A previous version of this page indicated that you should fully discharge the battery before starting bat-recover. You would then use bat-recover to try and deliver the full 3000mAh. While we do not believe this to be necessary, you might consider trying it if the above procedure fails to increase the battery capacity to normal levels. Note that bat-recover may take up to 40 hours to deliver 3000mAh.

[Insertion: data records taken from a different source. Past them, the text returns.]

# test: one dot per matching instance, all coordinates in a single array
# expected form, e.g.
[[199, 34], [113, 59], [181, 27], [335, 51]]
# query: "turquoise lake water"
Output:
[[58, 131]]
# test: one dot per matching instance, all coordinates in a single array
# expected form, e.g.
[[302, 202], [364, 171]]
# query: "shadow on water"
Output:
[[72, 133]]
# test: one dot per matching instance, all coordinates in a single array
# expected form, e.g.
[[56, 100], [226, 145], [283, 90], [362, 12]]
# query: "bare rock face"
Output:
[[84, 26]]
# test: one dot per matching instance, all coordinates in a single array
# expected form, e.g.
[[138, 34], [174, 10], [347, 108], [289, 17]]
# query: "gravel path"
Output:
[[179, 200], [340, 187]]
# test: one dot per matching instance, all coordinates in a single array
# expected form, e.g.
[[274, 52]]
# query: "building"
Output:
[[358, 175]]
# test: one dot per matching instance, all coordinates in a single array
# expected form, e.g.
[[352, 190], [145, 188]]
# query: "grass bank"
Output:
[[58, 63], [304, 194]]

A user following the above instructions reported that after fully discharging the battery, charging to 50% (with the usual means) then starting bat-recover, he was able to restore the battery capacity in just 12 hours (much quicker than using bat-recover on an empty battery).

Upon failure

If the above bat-recover procedure fails to deliver charge to the battery, it suggests that the battery's internal resistance is too high to receive charge. Repeating the bat-recover process may work, or an expert with proper equipment may be able to recondition the battery by disassembling and "bottom balancing" the cells if one cell is charged up (high resistance) but the other is dead (unable to produce enough current). This may be the case if the battery will accept some charge but capacity is still unusably limited after bat-recover. If the battery will not accept a charge at all, at least one of the cells' chemistry is destroyed and should be treated as broken and unrecoverable. Good cells from batteries with one failed cell may be paired and balanced for use in rebuilt batteries.